[jira] Commented: (LUCENE-855) MemoryCachedRangeFilter to boost performance of Range queries

Hoss Man (JIRA) Tue, 10 Apr 2007 17:29:53 -0700

    [ 
https://issues.apache.org/jira/browse/LUCENE-855?page=com.atlassian.jira.plugin.system.issuetabpanels:comment-tabpanel#action_12487962
 ]


Hoss Man commented on LUCENE-855:
---------------------------------

On Mon, 9 Apr 2007, Otis Gospodnetic (JIRA) wrote:

: I'd love to know what Hoss and other big Filter users think about this.
: Solr makes a lof of use of (Range?)Filters, I believe.

This is one of those Jira issues that i didn't really have time to follow when 
it was first opened, and so the Jira emails have just been piling up waiting 
ofr me to read.

Here's the raw notes i took as i read through the patches...

----------------
FieldCacheRangeFilter.patch  from 10/Apr/07 01:52 PM

 * javadoc cut/paste errors (FieldCache)
 * FieldCacheRangeFilter should work with simple strings
   (using FieldCache.getStrings or FieldCache.getStringIndex)
   just like regular RangeFilter
 * it feels like the various parser versions should be in
   seperate subclasses (common abstract base class?)
 * why does clone need to construct a raw BitSet?  what exactly didn't
   work about ChainedFilter without this?
   (could cause other BitSet usage problems)
 * or/and/andNot/xor can all be implemented using convertToBitSet
 * need FieldCacheBitSet methods: cardinality, get(int,int)
 * need equals and hashCode methods in all new classes
 * FieldCacheBitSet.clear should be UnsuppOp
 * convertToBitSet can be cached.
 * FieldCacheBitSet should be abstract, requiring get(int) be implemented


MemoryCachedRangeFilter_1.4.patch from 06/Apr/07 06:14 AM

 * "tuples" should be initialized to fieldCache.length ... serious
   ArrayList resizing going on there
   (why is it an ArrayList, why not just Tules[] ?)
 * doesn't "cache" need synchronization? ... seems like the same
   CreationPlaceholder pattern used in FieldCache might make sense here.
 * this looks wrong...
     } else if ( (!includeLower) && (lowerIndex >= 0) ) {
   ...consider case where lower==5, includeLower==false, and all values
   in index are 5, binary search could leave us in the middle of hte index,
   so we still need for move forward to the end?
 * ditto above concern for finding upperIndex
 * what is pathological worst case for rewind/forward when *lots* of
   duplicate values in index?  should another binarySearch be used?
 * a lot of code in MemoryCachedRangeFilter.bits for finding
   lowerIndex/upperIndex would probably make more sense as methods in
   SortedFieldCache
 * only seems to handle longs, at a minimum should deal with arbitrary
   strings, with optional add ons for longs/ints/etc...
 * I can't help but wonder how MemoryCachedRangeFilter would compare if it
   used Solr's OpenBitSet (facaded to implement the BitSet API)

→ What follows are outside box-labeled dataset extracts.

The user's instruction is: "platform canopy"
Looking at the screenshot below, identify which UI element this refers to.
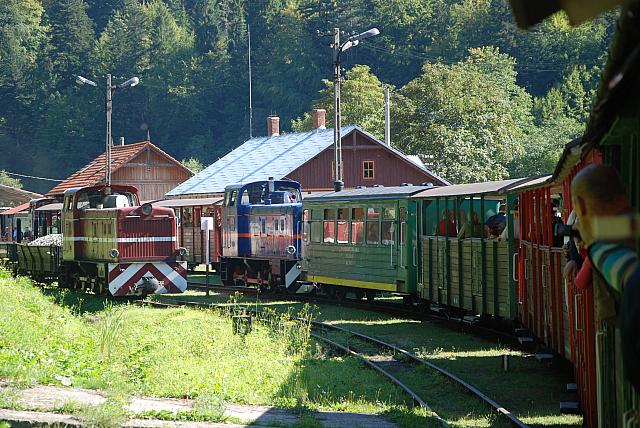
[0,202,29,215]
[151,198,223,208]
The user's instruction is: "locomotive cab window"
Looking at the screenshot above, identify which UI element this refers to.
[302,210,309,242]
[225,190,238,207]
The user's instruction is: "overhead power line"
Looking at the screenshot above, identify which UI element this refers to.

TestRangeFilterPerformanceComparison.java   from 10/Apr/07

 * I can't help but wonder how RangeFilter would compare if it used Solr's
   OpenBitSet (facaded to implement the BitSet API)
 * no test of includeLower==false or includeUpper==false
 * i don't think the ranges being compared are the same for RangeFilter as they 
   are for the other Filters ... note the use of DateTools when building the 
index, 
   vs straight string usage in RangeFilter, vs Long.parseLong in 
   MemoryCachedRangeFilter and FieldCacheRangeFilter
 * is it really a fair comparison to call MemoryCachedRangeFilter.warmup
   or FieldCacheRangeFilter.bits outside of the timing code?
   for indexes where the IndexReader is reopened periodicaly this may
   be a significant number to be aware of.
----------------

Questions about the legitimacy of the testing aside...

In general, I like the approach of FieldCacheBitSet -- but it should be 
generalized into an "AbstractReadOnlyBitSet" where all methods are implemented 
via get(int) in subclasses -- we should make sure that every method in the 
BitSet API works as advertised in Java1.4.  

I don't really like the various hoops FieldCacheRangeFilter has to jump through 
to support int/float/long ... I think at it's core it should support simple 
Strings, with alternate/sub classes for dealing with other FieldCache formats 
... i just really dislike all the crazy nested ifs to deal with the different 
Parser types, if there's going to be separate constructors for 
longs/floats/ints, they might as well be separate sub-classes.

the really nice thing this has over RangeFilter is that people can index raw 
numeric values without needing to massage them into lexicographically ordered 
Strings (since the FieldCache will take care of parsing them appropriately) 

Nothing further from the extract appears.